7. All the above four cases relate to preexisting debt for which a cheque was issued which was subsequently dishonoured. In none of the above cases, any inducement by which property was delivered is alleged. But, in this case, in the complaint, it is specifically stated that the respondent was induced to deliver grinders on the promise of payment of the value of the said grinders and that the respondent acting on the inducement, actually delivered the grinders. Hence, such inducement resulting in delivery of the grinders if proved to be true will fall within the purview of Section 420, I.P.C.
8. Learned Counsel for the respondent Mr. P. Rajamanickam relied on a judgment of Delhi High Court in Bhola Nath v. State : 22(1982)DLT32 where it is observed as follows:
Where an accused had paid certain amounts by means of demand draft for the goods suplied by the dealer and for the balance amount certain cheques delivered by him to dealer were dishonoured on different dates and the bank account showed that at no date any attempt was made by the accused to pay in sufficient amount for encashment of the cheques, such matter would be sufficient to afford a ground for presuming that the accused had committed an offence under Section 420.
In the case reported in Nagu Thevar v. Periakaruppa Thevan 1952 MWN (Cri) 17 : 1953 Cri LJ 433 it has been observed that where deceit or cheating by representation is alleged by the complaint it is not a case for dismissal under Section 203 as a civil matter and witnesses regarding the alleged cheating ought to be heard. In the case reported in Desraj Khanna v. State 1955 MWN(Cri) 261, Somasundaram, J. held as follows :
When the cheque was given, there was necessary money in the account of the appellant when in fact he did not have any amount.

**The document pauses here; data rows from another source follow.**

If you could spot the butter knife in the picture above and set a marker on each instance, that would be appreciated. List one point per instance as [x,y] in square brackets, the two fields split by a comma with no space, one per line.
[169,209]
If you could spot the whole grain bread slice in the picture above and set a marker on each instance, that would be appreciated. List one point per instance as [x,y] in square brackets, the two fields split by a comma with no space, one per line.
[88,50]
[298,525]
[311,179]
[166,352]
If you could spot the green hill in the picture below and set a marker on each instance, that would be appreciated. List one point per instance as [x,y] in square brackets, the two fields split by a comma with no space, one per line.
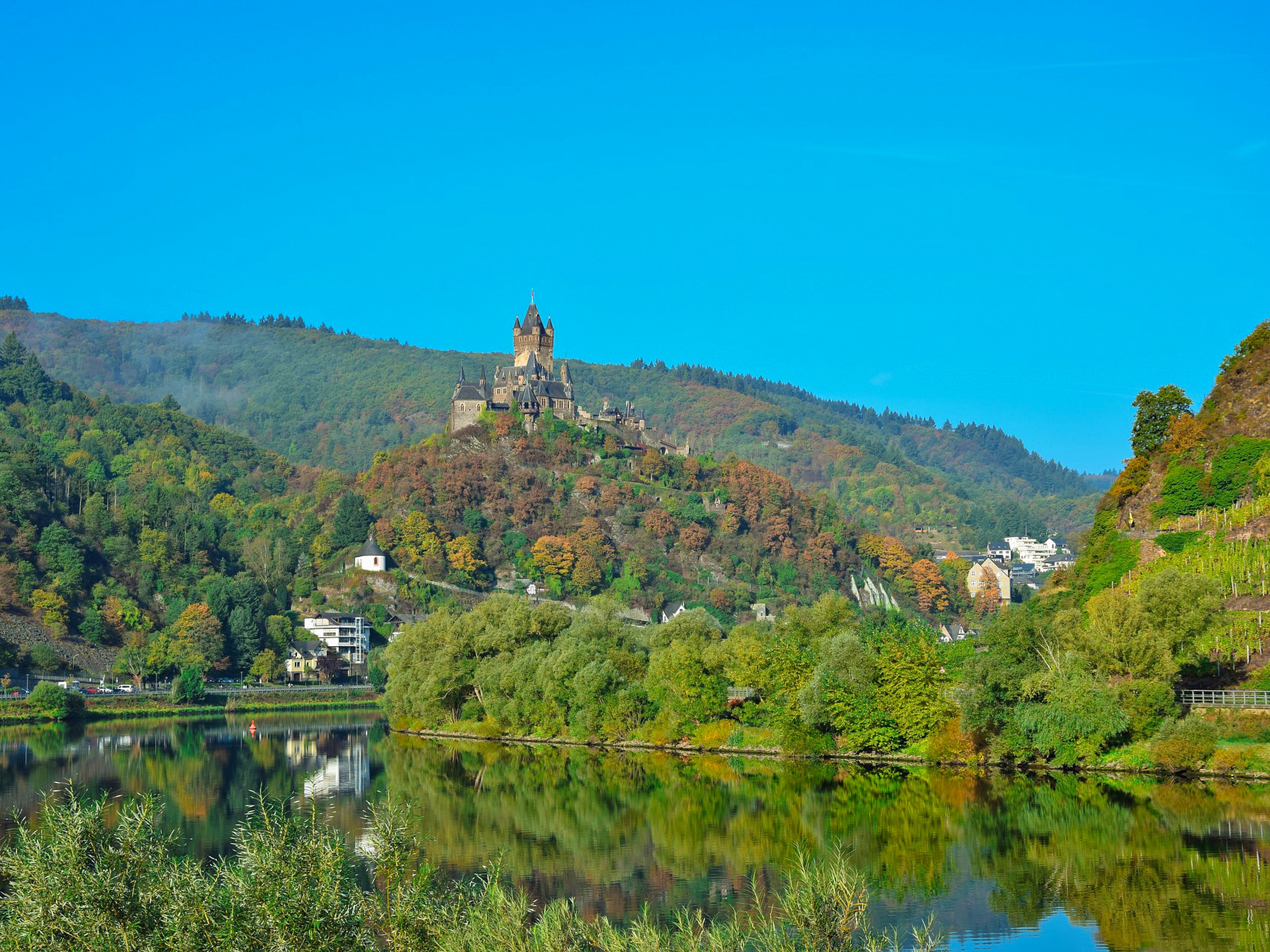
[337,399]
[139,535]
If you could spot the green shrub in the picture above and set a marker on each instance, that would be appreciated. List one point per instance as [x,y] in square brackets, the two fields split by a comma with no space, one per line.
[56,704]
[45,658]
[1185,744]
[1232,469]
[1239,760]
[189,686]
[85,878]
[1183,493]
[1175,542]
[1147,704]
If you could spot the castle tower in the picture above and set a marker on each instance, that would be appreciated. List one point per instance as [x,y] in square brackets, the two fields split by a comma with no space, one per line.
[531,337]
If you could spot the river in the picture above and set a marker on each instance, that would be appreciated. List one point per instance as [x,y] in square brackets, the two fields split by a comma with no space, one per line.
[1003,861]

Relying on the above decisions, it is contended that issuing of a cheque itself will amount to implied representation and Section 420, I.P.C., is attracted when the cheque is dishonoured.
9. In considering this petition under Section 482, Cr. P.C., we have only to see whether, according to the allegations in the complaint, an offence is made out. If the allegation in the petition is that a cheque was issued and the same was dishonoured, then it can be stated that it is only a civil claim and Section 420, I.P.C., is not attracted. But in this case, there is a specific allegation that the petitioner induced the respondent to deliver the grinders on a particular promise and if such an inducement with dishonest intention and delivery is proved, it will constitute an offence under Section 420, I.P.C. All the four cases cited on behalf of the petitioner will not apply to the facts of the case, since in those cases, there is no inducement or delivery of the goods in pursuance of the inducement.
10. Under the circumstances, there are no merits in this petition and the same is dismissed.
11. The observations made in this order relate only to the question of law and each case will have to be decided on the evidence let in. The observations made herein will not in any way prejudice the case of the petitioner.